Questions this paper helps answer

  • What problem does SelfEQ address? SelfEQ improves visual grounding by making a vision-language model localize equivalent phrases, such as "frisbee" and "disc," to the same image region.
  • How does the method work without bounding-box supervision? It uses GradCAM explanation maps from an existing vision-language model as weak supervision, then trains the model so an original phrase and its paraphrase produce consistent localization maps.
  • Why are LLM-generated paraphrases useful here? The paraphrases expand the wording the model can handle and create equivalence pairs that teach the model to ground semantically similar descriptions consistently.
  • What is the role of the SelfEQ objective? The objective combines heatmap similarity with a region-of-interest consistency term so paraphrased prompts align spatially while avoiding trivial uniform explanation maps.
  • Which benchmarks show the method's impact?

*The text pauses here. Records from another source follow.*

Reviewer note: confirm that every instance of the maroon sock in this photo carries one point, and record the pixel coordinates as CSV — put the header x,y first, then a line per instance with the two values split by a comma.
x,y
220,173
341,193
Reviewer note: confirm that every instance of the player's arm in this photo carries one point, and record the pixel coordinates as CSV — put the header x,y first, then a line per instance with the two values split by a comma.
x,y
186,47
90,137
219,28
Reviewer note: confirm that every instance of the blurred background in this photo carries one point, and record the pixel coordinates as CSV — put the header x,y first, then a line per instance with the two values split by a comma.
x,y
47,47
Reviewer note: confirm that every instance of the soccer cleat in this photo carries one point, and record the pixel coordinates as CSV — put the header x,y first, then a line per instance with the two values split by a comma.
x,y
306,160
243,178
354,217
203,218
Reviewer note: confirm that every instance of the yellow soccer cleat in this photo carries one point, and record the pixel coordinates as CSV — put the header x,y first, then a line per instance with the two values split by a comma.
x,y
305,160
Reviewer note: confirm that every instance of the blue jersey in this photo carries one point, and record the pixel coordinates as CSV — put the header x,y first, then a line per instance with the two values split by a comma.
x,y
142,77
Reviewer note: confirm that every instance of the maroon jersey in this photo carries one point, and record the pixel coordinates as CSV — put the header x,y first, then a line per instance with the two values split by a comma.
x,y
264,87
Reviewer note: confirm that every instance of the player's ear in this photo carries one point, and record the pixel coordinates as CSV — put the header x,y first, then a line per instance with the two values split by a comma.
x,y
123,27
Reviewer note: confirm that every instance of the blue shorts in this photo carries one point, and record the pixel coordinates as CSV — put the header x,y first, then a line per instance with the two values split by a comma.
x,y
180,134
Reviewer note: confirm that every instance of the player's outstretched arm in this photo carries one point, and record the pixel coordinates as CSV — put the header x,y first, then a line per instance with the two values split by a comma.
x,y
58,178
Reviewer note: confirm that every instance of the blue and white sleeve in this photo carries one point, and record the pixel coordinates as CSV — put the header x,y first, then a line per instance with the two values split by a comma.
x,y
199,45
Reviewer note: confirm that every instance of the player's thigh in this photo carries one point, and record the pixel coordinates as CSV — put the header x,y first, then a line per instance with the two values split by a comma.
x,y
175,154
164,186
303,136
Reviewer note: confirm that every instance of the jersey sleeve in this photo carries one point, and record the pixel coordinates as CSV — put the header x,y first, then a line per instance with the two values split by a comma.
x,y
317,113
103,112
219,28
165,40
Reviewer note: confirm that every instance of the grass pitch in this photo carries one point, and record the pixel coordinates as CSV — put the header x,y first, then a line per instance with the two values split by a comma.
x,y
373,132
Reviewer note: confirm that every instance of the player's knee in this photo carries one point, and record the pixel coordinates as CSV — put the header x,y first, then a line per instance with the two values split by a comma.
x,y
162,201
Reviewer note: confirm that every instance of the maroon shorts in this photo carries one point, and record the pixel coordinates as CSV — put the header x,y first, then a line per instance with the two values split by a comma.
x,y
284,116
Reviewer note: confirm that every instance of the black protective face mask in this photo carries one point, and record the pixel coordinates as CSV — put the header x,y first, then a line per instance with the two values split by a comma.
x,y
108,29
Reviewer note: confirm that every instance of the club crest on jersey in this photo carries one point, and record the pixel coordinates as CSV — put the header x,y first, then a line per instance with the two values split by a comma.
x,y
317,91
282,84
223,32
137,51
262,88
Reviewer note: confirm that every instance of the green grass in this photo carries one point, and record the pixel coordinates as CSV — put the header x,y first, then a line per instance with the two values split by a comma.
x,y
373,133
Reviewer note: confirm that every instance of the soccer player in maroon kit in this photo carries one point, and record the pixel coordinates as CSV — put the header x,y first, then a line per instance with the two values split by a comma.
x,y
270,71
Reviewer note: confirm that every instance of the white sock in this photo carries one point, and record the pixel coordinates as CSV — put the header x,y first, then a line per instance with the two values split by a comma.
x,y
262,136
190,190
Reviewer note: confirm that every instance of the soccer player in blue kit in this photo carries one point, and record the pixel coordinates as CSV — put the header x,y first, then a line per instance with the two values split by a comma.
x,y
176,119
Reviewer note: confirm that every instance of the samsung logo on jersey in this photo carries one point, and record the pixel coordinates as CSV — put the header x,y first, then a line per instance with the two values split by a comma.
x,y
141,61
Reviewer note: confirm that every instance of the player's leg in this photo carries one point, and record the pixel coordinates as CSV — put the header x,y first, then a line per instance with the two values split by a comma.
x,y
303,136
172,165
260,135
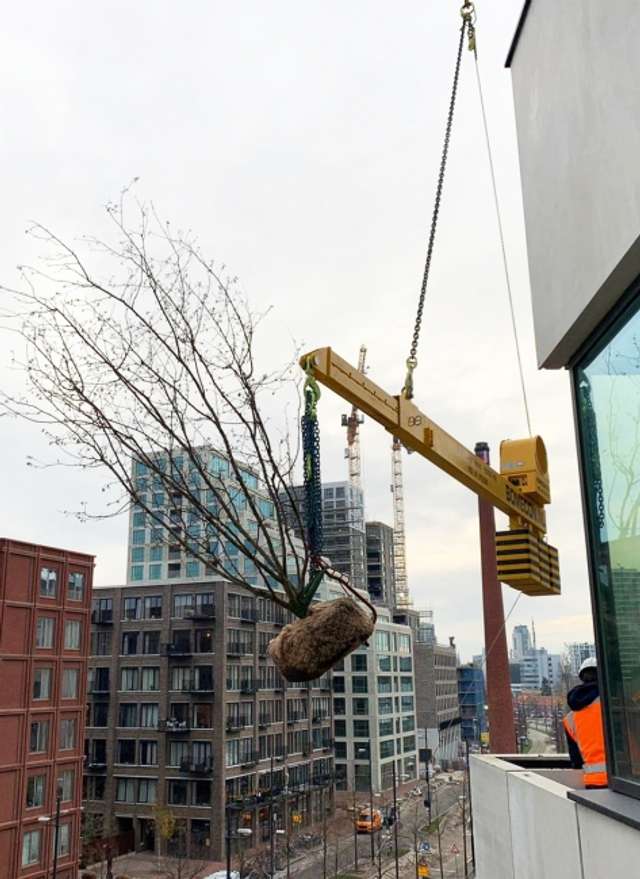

The paper reports improvements on Flickr30k, ReferIt, and RefCOCO+, including strong results among methods that do not use box annotations.

Main contributions

  • The paper introduces Self-consistency EQuivalence Tuning, a weakly supervised objective for improving visual grounding through consistent explanations across paraphrased text.
  • It shows that LLM-generated paraphrases can be used as scalable training signals for visual grounding, turning linguistic equivalence into useful spatial supervision.
  • The method improves an ALBEF-based grounding pipeline without requiring bounding boxes, segmentation masks, object detectors, or box proposal networks.
  • SelfEQ achieves substantial gains over strong weakly supervised baselines, including 84.07% on Flickr30k, 67.40% on ReferIt, and improved RefCOCO+ pointing-game accuracy.
  • The ablations clarify why explicit equivalence tuning matters: simply adding paraphrases as extra image-text pairs is less effective than directly enforcing self-consistent visual explanations.

Limitations and cautions

  • SelfEQ is designed for weakly supervised grounding with explanation maps, so it complements rather than replaces fully supervised grounding systems when high-quality boxes are available.
  • The method depends on the quality of generated paraphrases, but the paper uses a clear prompting and filtering strategy and shows that the resulting equivalence pairs provide practical gains.
  • Because it builds on GradCAM-style explanations from a base vision-language model, performance can reflect the strengths of the underlying model; this makes SelfEQ especially valuable as a tuning strategy for improving existing models.
  • The evaluation centers on standard grounding benchmarks and pointing-game accuracy, leaving broader real-world visual search, robotics, and accessibility settings as natural next applications.
  • The approach focuses on phrase and region grounding rather than full open-ended visual reasoning, which keeps the contribution well targeted and makes the reported gains easier to interpret.

How to read this result

This paper is best read as a strong contribution to weakly supervised visual grounding: SelfEQ turns paraphrase consistency into a practical training signal, improving localization accuracy and vocabulary robustness without needing expensive object-location annotations.